Avverso il provvedimento del tribunale proponeva ricorso il RO, rappresentato ed assistito dall'Avvocato Giovanni Immordino, e la Corte di appello di Palermo, con decreto deliberato in data 21 aprile 1997 con procedura camerale e depositato in cancelleria il 12 maggio1997, rigettava la impugnazione.
Il decreto della Corte di appello veniva notificato al RO nel domicilio eletto ed al suo difensore in data 22 maggio 1997 e, con atto depositato il 21 luglio 1997, l'amministratore giudiziario propone ricorso per cassazione, con cui denunciava la violazione e la falsa applicazione della norma di cui all'art. 2 octies, comma 4^, della legge 31 maggio 1965, n. 575, per avere il giudice di merito determinato il compenso senza tenere conto delle tariffe professionali e della complessiva attività svolta, anche quale amministratore unico delle società innanzi indicate. Del ricorso il P.G. presso questa Corte Suprema ha chiesto dichiararsi la inammissibilità, siccome tardivamente proposto, ed alla richiesta deve seguire conforme statuizione di questo giudice di legittimità.

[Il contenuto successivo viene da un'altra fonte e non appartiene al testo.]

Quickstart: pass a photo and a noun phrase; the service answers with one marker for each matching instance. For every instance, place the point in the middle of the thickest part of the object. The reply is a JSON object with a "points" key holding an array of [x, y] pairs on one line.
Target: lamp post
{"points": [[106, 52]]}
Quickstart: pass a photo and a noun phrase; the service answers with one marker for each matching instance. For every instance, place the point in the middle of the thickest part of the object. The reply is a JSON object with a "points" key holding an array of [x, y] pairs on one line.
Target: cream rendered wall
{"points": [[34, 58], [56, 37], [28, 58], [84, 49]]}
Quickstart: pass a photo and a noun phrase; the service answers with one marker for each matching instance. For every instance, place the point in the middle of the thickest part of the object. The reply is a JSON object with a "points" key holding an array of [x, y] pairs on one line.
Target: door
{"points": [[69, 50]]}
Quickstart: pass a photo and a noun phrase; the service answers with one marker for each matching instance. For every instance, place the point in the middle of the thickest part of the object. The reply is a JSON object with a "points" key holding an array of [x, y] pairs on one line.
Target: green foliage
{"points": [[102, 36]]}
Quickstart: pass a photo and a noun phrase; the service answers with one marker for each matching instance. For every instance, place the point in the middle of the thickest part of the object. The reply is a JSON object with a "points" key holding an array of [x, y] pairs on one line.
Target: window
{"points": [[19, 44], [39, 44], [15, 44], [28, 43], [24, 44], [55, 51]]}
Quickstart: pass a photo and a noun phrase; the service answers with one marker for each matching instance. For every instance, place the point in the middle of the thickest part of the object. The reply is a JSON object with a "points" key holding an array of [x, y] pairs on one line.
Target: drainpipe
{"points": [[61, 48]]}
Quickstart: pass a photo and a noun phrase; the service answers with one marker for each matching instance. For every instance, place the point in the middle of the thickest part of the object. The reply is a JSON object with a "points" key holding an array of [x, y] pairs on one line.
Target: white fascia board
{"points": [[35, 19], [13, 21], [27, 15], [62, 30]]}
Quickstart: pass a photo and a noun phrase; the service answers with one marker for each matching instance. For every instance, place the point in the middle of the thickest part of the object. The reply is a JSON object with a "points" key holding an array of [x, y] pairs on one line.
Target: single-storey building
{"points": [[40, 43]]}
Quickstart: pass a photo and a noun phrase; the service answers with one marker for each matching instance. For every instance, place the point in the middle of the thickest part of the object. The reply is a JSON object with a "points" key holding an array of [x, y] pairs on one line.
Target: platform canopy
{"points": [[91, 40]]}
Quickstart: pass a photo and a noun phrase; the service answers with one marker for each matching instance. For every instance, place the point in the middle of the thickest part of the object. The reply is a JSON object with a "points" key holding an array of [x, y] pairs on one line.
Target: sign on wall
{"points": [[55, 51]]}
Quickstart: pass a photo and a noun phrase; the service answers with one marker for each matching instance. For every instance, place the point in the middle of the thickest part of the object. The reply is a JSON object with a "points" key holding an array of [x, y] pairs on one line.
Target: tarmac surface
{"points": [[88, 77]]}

In tema di amministrazione dei beni sequestrati in base alla legge antimafia è prevista l'impugnazione, mediante ricorso alla corte di appello, del decreto motivato del tribunale che liquida all'amministratore il compenso e le spese dallo stesso sostenute, siccome stabilisce l'art. 2 octies, 7^ comma, della legge 31 maggio 1965, n. 575, norma aggiunta dall'art. 3 d.l. 14 giugno 1989, n. 230,
convertito, con modificazioni, dalla legge 4 agosto 1989, n. 282. Data la stretta analogia del decreto della corte di appello con altri analoghi provvedimenti a contenuto decisorio, che stabiliscono con riguardo sempre a compensi spettanti ad altri ausiliari del giudice (in particolare, quello previsto dalla legge 8 luglio 1980, n. 319, per consulenti tecnici, periti, interpreti e traduttori),
anche per detto decreto deve ritenersi ammesso il ricorso per cassazione ex art. 111, 2^ comma, Cost. in quanto provvedimento che risolve con carattere di definitività una controversia relativa a diritto soggettivo.
Quanto al termine per la proposizione del ricorso per cassazione - pur non potendosi fare diretta applicazione della norma di cui all'art. 4, 11^ comma, della legge 27 dicembre 1956, n. 1423, richiamata dal 2^ comma dell'art. 3 ter della legge 31 maggio 1965, n. 575, concernente i provvedimenti aventi ad oggetto misure di prevenzione, la cui impugnabilità è regolata secondo il modello dell'art. 680 c.p.p. (da ultimo: Cass. pen., Sez. V, 2 gennaio 1996, ric. Mirabella, m. CED 203.57 8) considerato che trattasi di provvedimento da adottare con la procedura camerale, in funzione strettamente strumentale ed accessoria alle misure di prevenzione, deve, perciò, ritenersi che esso è quello di quindici giorni ex art. 585, 1^ comma, lett. a), cpp, con decorrenza dalla comunicazione o dalla notificazione dell'avviso di deposito.
Nella specie, come risulta dall'atto medesimo di impugnazione, il termine in questione non è stato osservato.
Alla declaratoria di inammissibilità del ricorso consegue di diritto la condanna del ricorrente a pagare le spese del procedimento ed a versare alla cassa delle ammende la sanzione pecuniaria determinata nella misura equa e proporzionata del minimo di lire cinquecentomila.
P.T.M.
Dichiara inammissibile il ricorso e condanna il ricorrente al pagamento delle spese processuali e della somma di lire cinquecentomila a favore della Cassa delle ammende. Così deciso in Roma, il 19 marzo 1998.